Who is the Real Jack Rowan?

10 Sep

John Albert Rowan was born in New Castle, Pennsylvania in 1886. After compiling an 18-10 record for Leavenworth in the Western Association, the twenty-year-old earned a one-game audition with the 1906 Detroit Tigers. Rowan gave up eleven earned runs on fifteen hits and five walks in a 13-5 loss to the Chicago White Sox. He made it back to the big leagues with Cincinnati in 1908 and pitched parts of 7 seasons in the Major Leagues with the Reds, Phillies, and Cubs.

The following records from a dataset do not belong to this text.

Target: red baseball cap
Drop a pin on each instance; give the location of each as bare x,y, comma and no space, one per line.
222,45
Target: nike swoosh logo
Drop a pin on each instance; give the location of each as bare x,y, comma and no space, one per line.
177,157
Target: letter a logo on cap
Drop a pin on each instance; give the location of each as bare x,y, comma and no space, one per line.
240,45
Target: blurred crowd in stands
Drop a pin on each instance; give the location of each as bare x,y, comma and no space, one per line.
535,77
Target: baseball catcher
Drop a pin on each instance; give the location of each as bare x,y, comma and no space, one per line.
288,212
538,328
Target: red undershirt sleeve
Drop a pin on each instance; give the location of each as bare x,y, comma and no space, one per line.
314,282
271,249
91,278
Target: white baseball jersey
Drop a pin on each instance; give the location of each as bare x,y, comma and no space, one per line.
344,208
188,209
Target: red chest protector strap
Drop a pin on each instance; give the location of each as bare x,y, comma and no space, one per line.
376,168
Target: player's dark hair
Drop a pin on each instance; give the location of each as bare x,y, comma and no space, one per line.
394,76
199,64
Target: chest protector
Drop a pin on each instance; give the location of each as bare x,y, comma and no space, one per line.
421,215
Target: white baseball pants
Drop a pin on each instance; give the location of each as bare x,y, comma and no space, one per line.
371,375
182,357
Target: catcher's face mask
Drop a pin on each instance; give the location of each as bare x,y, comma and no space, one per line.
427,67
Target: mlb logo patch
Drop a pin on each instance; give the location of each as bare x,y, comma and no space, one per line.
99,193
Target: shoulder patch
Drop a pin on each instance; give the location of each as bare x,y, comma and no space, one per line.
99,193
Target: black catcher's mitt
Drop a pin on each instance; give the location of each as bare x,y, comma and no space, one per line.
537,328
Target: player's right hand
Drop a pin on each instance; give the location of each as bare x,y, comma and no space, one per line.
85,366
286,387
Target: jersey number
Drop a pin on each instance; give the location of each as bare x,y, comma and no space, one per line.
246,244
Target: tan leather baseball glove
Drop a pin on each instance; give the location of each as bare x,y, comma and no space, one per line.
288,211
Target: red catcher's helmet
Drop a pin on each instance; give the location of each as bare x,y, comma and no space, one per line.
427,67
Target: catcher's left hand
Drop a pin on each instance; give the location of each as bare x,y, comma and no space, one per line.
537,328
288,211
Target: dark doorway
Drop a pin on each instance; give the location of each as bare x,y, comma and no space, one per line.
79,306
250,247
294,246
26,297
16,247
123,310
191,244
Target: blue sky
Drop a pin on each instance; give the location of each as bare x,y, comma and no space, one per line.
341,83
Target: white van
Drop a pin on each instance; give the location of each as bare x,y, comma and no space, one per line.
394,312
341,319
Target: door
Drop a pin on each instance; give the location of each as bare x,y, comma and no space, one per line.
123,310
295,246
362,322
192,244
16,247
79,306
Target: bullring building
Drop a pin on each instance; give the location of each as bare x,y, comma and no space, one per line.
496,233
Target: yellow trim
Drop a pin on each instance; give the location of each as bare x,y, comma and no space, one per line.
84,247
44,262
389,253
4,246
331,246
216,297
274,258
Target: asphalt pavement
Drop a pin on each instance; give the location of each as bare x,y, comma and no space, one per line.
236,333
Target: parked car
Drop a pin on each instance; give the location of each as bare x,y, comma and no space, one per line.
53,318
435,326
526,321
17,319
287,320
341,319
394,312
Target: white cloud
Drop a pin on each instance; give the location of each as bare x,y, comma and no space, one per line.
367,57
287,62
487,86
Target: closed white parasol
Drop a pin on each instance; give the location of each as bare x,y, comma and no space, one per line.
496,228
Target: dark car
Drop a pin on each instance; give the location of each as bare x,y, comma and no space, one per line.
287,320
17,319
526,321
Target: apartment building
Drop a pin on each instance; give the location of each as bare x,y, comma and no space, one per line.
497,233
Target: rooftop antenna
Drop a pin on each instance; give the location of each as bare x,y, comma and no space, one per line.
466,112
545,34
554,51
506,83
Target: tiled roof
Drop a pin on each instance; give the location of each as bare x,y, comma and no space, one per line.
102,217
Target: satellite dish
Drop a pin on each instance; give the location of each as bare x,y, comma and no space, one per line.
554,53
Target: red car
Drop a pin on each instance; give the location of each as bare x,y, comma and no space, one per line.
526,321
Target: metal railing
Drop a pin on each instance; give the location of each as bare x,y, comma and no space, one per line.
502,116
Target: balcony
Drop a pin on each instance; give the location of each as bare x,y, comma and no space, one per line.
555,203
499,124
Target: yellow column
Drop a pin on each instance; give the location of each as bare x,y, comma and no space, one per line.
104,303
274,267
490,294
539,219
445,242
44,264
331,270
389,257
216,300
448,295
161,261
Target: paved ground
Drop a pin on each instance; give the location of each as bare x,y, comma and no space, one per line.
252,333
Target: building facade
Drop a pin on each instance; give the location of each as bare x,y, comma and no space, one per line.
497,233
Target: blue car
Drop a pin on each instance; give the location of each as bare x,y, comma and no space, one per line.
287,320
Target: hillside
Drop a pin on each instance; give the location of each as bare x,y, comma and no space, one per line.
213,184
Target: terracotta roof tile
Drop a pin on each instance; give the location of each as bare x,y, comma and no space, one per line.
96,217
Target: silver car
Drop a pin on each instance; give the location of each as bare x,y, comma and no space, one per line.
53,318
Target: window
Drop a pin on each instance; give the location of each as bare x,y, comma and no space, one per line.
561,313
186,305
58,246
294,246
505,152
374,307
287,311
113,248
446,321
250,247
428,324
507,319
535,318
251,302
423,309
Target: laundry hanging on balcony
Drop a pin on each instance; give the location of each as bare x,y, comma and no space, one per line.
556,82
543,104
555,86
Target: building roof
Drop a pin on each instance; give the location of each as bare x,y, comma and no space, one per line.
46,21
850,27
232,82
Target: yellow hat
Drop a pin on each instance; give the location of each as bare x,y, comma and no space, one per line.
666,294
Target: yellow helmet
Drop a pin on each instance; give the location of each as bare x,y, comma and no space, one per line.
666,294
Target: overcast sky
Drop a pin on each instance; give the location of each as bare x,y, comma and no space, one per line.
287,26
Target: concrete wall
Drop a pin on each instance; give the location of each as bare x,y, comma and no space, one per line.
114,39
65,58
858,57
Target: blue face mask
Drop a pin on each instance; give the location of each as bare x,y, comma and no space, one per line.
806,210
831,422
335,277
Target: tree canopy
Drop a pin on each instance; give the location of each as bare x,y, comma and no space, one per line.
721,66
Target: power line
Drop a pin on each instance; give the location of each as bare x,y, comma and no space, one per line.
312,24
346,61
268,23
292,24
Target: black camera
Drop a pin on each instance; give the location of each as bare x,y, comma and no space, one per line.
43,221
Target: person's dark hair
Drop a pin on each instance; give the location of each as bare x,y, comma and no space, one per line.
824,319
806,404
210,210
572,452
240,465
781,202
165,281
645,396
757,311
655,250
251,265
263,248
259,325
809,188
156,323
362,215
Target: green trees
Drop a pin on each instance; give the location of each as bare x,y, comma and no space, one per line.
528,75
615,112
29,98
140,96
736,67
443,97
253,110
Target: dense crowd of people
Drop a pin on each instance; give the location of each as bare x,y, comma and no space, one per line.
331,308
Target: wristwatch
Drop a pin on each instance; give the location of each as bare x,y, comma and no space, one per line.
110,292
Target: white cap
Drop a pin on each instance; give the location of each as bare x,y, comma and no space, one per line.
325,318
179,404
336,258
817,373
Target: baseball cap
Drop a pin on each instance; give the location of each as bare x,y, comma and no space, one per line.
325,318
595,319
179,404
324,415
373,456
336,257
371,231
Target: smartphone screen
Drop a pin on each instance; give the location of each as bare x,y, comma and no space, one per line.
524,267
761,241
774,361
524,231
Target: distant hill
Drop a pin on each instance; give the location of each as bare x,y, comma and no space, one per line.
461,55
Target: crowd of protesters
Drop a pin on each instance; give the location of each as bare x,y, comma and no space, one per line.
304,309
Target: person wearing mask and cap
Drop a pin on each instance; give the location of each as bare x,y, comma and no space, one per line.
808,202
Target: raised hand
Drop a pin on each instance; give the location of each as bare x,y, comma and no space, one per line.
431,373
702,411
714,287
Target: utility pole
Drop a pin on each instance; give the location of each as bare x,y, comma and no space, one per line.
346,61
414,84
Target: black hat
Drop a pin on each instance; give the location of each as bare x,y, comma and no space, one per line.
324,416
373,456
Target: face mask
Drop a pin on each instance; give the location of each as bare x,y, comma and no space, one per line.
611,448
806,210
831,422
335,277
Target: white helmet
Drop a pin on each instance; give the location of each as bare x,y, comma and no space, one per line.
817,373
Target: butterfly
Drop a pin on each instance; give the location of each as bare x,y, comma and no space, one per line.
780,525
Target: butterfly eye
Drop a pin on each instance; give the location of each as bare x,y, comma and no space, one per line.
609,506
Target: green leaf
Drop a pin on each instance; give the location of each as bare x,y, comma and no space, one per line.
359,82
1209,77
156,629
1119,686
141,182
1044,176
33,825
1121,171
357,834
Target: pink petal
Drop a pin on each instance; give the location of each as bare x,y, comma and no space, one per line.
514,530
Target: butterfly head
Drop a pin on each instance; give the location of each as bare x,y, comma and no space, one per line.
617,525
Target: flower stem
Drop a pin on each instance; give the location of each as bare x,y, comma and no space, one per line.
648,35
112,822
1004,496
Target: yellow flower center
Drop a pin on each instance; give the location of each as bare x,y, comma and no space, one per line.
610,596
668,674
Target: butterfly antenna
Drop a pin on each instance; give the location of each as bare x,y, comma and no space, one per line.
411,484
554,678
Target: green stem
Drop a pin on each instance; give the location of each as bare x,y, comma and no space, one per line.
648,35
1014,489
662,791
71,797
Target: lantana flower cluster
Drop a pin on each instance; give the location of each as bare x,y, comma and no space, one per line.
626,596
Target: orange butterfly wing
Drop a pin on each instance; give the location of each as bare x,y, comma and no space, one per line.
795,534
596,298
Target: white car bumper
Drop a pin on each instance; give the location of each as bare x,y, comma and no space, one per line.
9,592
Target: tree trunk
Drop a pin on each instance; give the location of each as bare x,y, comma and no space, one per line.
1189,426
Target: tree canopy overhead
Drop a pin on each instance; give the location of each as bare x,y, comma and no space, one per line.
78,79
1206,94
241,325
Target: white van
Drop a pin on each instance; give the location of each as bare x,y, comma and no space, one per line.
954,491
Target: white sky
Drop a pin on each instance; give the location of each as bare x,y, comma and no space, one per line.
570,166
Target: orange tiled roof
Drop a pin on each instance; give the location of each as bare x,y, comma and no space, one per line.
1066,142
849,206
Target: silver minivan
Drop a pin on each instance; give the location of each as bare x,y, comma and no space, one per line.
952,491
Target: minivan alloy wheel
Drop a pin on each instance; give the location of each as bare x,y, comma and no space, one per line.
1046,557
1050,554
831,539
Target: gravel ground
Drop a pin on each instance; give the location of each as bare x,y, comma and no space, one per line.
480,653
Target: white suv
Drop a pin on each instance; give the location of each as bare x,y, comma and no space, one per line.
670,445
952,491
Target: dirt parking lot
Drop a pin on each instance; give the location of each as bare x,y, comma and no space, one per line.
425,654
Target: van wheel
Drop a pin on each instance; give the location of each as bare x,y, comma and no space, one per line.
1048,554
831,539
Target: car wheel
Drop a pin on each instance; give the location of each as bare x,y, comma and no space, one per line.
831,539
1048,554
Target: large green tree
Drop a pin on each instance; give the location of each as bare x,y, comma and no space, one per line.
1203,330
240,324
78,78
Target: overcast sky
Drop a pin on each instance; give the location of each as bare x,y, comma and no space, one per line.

Rowan was more or less forgotten by July of 1958 when a small Associated Press item announcing his death in his room at a Detroit hotel appeared in newspapers.

Jack Rowan

For the previous 20 years Rowan had spent his summer days at Briggs Stadium, the site of his Tiger debut in 1906 (Bennett Park, the Tigers’ stadium from 1895 to 1911 was on the same site. Replaced by Navin Field in 1912, renamed Briggs after the 1935 expansion). The Tigers were planning on honoring the former pitcher at an upcoming game.

One problem:

The day after the announcement of Rowan’s death a man in Dayton, Ohio told reporters he was the real Jack Rowan.

The Detroit Rowan had his supporters. One of his pallbearers swore he saw him pitch that game for the Tigers, although he remembered it as “1907 or 8.” Bishop John Donovan of the Detroit Catholic Diocese was certain the man whose funeral he presided over was Rowan; the bishop had interceded on the Detroit Rowan’s behalf years earlier to help him get a baseball pension.

Win Clark, secretary-treasurer of the Association of Professional Ball Players of America, was also sure the Detroit Rowan was the real Rowan; after all, they had been sending him pension checks for years.

But many said his stories were inconsistent and that he gave his age at 85 years old, 13 years older than Rowan’s listed age.

The Dayton Rowan insisted he was the real Rowan and had his own supporters. Dayton sports writers were sure the local man was the former pitcher, who had finished his career in Dayton in 1917—but the Dayton Rowan gave his age as 68, four years younger than Rowan should have been.

Neither man had any living family to back up their claim.

Ultimately, the living Rowan, the one in Dayton, prevailed. It was generally determined that he was the former Major League pitcher, the Detroit Rowan deemed an imposter.

The Dayton Rowan showing reporters a photo of the 1910 Cincinnati Reds

The Dayton Rowan died in 1966 and is buried there—interesting given that one of his arguments for his legitimacy after the Detroit Rowan’s death in 1958 was, “If he is the real man why isn’t he being buried in New Castle along with the rest of his family?”